Esperaron armados de paciencia hasta que, por fin, el experto retiró las vendas que cubrían el semblante de la momia: sus rasgos se veían ajados y transmutados por el paso del tiempo. Hatasu ordenó enseguida que volviesen a envolver el cadáver.
—La leyenda no era cierta.
Tomó un abanico de la faja que ceñía la cintura de Benia y se sirvió de él para aliviar el calor de sus mejillas.
—Tushratta no puede acusar a mi padre de haberle infligido violencia alguna.
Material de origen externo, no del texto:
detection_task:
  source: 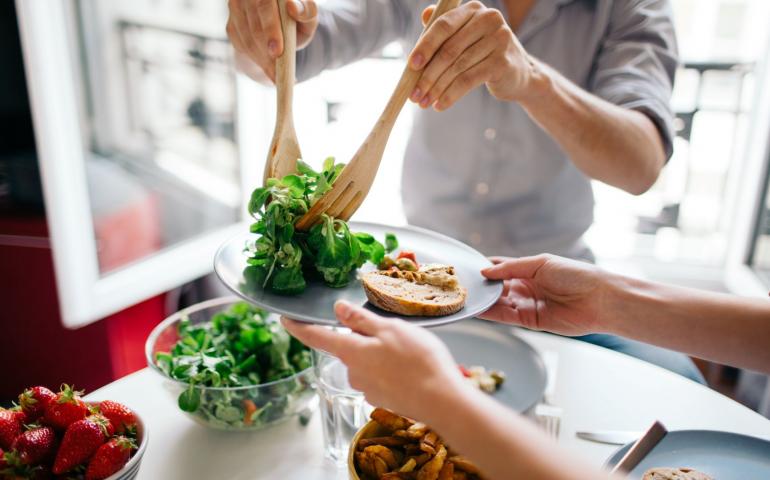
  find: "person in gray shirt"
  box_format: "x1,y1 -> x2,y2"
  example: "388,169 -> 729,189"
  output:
227,0 -> 703,382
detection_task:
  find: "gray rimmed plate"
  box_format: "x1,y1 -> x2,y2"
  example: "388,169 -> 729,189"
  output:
432,319 -> 547,413
607,430 -> 770,480
214,222 -> 503,326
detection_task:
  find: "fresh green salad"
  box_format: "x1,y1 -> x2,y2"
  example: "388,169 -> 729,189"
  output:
244,157 -> 398,295
155,302 -> 312,428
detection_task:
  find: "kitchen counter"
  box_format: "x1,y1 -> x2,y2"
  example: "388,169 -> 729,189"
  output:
88,329 -> 770,480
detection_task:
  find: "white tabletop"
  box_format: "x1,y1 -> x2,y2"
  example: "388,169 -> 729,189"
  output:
88,330 -> 770,480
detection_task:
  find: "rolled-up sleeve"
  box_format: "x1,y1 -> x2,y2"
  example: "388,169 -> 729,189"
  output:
297,0 -> 420,80
589,0 -> 678,158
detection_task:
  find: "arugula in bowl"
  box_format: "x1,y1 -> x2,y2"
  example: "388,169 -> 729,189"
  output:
148,298 -> 314,430
246,157 -> 398,295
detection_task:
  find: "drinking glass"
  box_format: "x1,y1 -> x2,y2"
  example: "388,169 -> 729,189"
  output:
313,350 -> 372,464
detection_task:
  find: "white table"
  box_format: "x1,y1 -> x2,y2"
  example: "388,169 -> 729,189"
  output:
89,330 -> 770,480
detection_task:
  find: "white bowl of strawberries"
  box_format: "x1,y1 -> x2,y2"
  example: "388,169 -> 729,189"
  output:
0,385 -> 147,480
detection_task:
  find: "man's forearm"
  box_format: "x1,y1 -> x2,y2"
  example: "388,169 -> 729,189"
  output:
520,60 -> 665,195
420,387 -> 609,480
599,276 -> 770,373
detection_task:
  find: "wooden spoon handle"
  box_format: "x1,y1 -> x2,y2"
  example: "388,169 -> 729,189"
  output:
275,0 -> 297,129
378,0 -> 462,132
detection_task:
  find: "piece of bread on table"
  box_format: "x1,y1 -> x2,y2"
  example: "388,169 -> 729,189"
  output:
642,468 -> 714,480
361,265 -> 468,317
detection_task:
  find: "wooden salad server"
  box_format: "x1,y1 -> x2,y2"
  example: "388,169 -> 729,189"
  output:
295,0 -> 461,230
264,0 -> 302,181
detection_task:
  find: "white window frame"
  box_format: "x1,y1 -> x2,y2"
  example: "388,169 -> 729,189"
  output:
725,40 -> 770,297
16,0 -> 272,328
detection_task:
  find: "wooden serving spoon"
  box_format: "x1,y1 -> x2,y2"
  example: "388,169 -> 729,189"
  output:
295,0 -> 461,230
264,0 -> 302,181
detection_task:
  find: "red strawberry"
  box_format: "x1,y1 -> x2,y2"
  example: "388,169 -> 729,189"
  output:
43,384 -> 88,430
0,407 -> 27,450
11,427 -> 58,465
86,437 -> 136,480
19,387 -> 56,421
99,400 -> 136,434
53,415 -> 112,475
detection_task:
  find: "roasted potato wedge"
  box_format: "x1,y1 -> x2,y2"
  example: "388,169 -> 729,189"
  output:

Por ende, la momia debe ser trasladada a la Casa de la Vida, donde se le aplicará un nuevo vendaje bien apretado antes de volver a sellar el sarcófago. Si Tushratta desea perturbar la paz de los muertos, vamos a ponérselo difícil.
Amerotke destensó los músculos y se alejó. La reina les comunicó que no tardarían en marchar. La luz de la antorcha y la actitud calma de Hatasu disipaba cualquier sensación de amenaza o violación. Durante el transcurso del reconocimiento, uno de los sacerdotes que la acompañaban se había arrodillado y, abriendo el Libro de los Muertos, invocó con voz suave el amparo de los dioses, a modo de irrefutable demostración de que la soberana no pretendía cometer sacrilegio.
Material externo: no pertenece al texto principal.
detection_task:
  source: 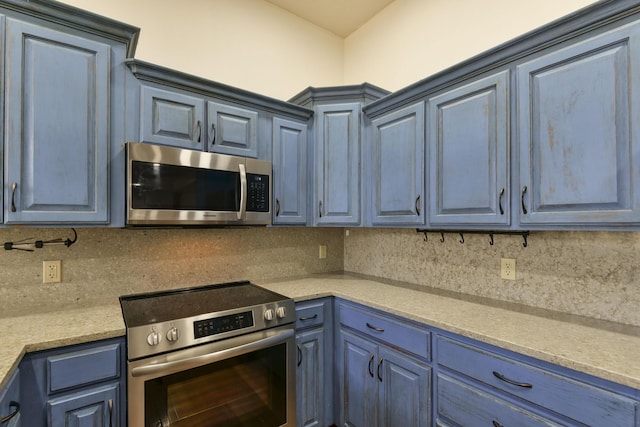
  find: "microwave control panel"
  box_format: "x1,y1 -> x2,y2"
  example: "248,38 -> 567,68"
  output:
247,173 -> 270,212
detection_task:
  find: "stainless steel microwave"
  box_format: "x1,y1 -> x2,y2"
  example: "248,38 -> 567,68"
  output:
126,142 -> 272,226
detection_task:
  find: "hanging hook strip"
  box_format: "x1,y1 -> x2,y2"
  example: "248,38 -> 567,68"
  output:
416,228 -> 530,248
4,228 -> 78,252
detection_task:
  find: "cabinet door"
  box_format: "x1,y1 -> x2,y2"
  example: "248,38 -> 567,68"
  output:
376,346 -> 431,427
47,384 -> 120,427
4,19 -> 111,224
428,71 -> 510,226
273,117 -> 308,225
0,369 -> 21,427
207,101 -> 258,157
314,103 -> 361,225
370,102 -> 425,225
337,331 -> 377,427
517,24 -> 640,225
296,329 -> 327,427
140,86 -> 206,150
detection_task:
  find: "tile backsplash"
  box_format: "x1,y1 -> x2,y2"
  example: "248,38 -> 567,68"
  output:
344,228 -> 640,326
0,227 -> 344,317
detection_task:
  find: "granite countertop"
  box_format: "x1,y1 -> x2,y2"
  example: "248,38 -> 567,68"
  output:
0,274 -> 640,389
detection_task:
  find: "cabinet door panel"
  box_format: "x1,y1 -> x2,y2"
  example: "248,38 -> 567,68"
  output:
371,102 -> 425,225
518,25 -> 640,224
315,103 -> 361,225
428,71 -> 509,225
296,329 -> 325,427
5,19 -> 110,223
140,86 -> 206,150
376,347 -> 431,427
273,118 -> 308,224
338,331 -> 376,427
207,102 -> 258,157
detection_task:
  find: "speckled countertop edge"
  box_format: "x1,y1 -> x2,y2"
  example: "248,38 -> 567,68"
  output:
0,274 -> 640,389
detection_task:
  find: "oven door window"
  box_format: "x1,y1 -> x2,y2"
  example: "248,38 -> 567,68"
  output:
144,344 -> 287,427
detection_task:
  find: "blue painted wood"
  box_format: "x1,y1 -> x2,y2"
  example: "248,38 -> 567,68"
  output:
207,101 -> 258,158
437,336 -> 640,427
272,117 -> 309,225
427,70 -> 511,227
517,20 -> 640,226
0,369 -> 22,427
367,101 -> 426,226
313,102 -> 361,225
140,85 -> 207,150
4,19 -> 111,224
376,346 -> 431,427
47,383 -> 118,427
437,374 -> 564,427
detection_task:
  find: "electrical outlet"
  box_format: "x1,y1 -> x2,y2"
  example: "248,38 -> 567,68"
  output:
318,245 -> 327,259
500,258 -> 516,280
42,260 -> 62,283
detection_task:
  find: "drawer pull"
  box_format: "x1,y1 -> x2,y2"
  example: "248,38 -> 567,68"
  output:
369,354 -> 375,378
367,322 -> 384,332
0,400 -> 20,424
493,371 -> 533,388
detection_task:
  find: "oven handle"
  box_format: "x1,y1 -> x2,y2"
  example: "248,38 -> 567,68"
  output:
131,329 -> 294,377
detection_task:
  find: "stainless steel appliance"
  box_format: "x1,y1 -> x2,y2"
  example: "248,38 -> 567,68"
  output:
126,142 -> 272,226
120,281 -> 296,427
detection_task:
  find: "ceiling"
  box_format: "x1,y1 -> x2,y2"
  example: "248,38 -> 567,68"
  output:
265,0 -> 394,37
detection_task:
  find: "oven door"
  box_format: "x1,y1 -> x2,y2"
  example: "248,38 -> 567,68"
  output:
128,325 -> 296,427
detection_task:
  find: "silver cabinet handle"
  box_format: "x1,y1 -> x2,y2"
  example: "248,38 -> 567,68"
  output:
11,182 -> 18,212
196,120 -> 202,143
0,400 -> 20,424
520,185 -> 527,215
493,371 -> 533,388
367,322 -> 384,332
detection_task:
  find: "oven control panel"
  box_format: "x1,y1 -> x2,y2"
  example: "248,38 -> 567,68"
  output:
193,311 -> 253,339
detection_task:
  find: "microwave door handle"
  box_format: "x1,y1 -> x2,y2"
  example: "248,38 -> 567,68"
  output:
238,163 -> 247,221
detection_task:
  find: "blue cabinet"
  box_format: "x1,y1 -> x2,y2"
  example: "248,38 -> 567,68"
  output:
517,23 -> 640,226
273,117 -> 309,225
366,101 -> 426,226
296,298 -> 333,427
336,302 -> 431,427
20,338 -> 127,427
427,70 -> 511,227
4,18 -> 112,224
0,369 -> 24,427
314,102 -> 362,225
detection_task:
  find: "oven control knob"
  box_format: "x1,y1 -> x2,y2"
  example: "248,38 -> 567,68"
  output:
147,331 -> 162,346
167,327 -> 180,342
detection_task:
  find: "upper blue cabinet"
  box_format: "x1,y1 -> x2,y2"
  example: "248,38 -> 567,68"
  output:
427,70 -> 510,227
517,20 -> 640,225
0,3 -> 137,225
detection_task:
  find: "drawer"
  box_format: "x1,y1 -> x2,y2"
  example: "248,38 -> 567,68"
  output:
296,300 -> 329,330
47,344 -> 122,393
438,337 -> 639,426
437,374 -> 560,427
338,304 -> 431,360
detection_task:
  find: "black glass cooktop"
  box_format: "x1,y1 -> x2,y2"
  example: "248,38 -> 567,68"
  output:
120,281 -> 289,328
Amerotke, atraído por las pinturas murales, se acercó para examinarlas y dejó escapar una exclamación de sorpresa al comprobar que, mientras preparaban el resto de la tumba, Ineni había hecho que los artistas decorasen la cámara con una miríada de escenas extraídas de la vida del faraón. Allí se congregaban sus triunfales victorias junto con cotidianos sucesos familiares. Hatasu se acercó para mostrarle una en la que aparecía de niña, arrodillada frente a su padre. Bajo su pequeña figura, se había grabado su nombre en un jeroglífico. Con todo, no parecía dispuesta a recrearse en sus recuerdos o entregarse a la nostalgia, por lo que no tardó en alejarse. Amerotke sabía que la reina profesaba un hondo respeto a su terrible progenitor, pero poco más. También encontró una representación de sí mismo en su infancia. Sonrió al ver lo reducido de la figura de cabeza afeitada con un mechón en el lateral, el collar de joyas y la túnica blanca propia de un miembro de la guardería real. Entre las demás escenas, se hallaba una de Tutmosis condecorando a los soldados con bandas honoríficas por su valentía. Había una serie completa que reflejaba la generosidad del faraón para con los escribas, maestros y médicos. Al reparar en la que lo representaba dando su bendición a los pajes reales, se detuvo lleno de asombro y se mordió un labio para reprimir una exclamación de sorpresa. Se trataba de una larga fila de pequeñas figuras; cada una tenía escrito su nombre debajo y dos de ellas estaban cogidas de la mano. Amerotke volvió a examinarlas para cerciorarse de que no había leído mal los de estas dos últimas y luego se dirigió al muro que había al fondo de la tumba, dominado por la imagen de Tutmosis con la doble corona de Egipto y el nemes real sobre los hombros, aceptando la sumisión de vasallos y aliados. Amerotke vislumbró un grupito de nubios enanos como los que había conocido en el campamento de Tushratta. Estos también estaban arrodillados frente al faraón, con las manos extendidas para rogar su bendición. No llevaban más atuendo que una cinta de plumas en la cabeza y faldellines de cuero. Amerotke estudió la escena con detenimiento, sin pasar por alto las armas que portaban. Tanto se abstrajo en su contemplación que olvidó incluso dónde se hallaba. Las imágenes iban y venían por su mente: la bailarina muerta en el pabellón, Snefru sobre su lecho, Weni perseguido por una jauría de perros salvajes…
—¿Mi señor? ¿Ocurre algo, mi señor?
Amerotke meneó la cabeza para salir de su ensueño y sonrió al tiempo que hacía una reverencia.
—No, mi señora; solo es el pasado.
Decidió ocultar, al menos por el momento, lo que acababa de averiguar sobre los asesinatos del templo de Anubis.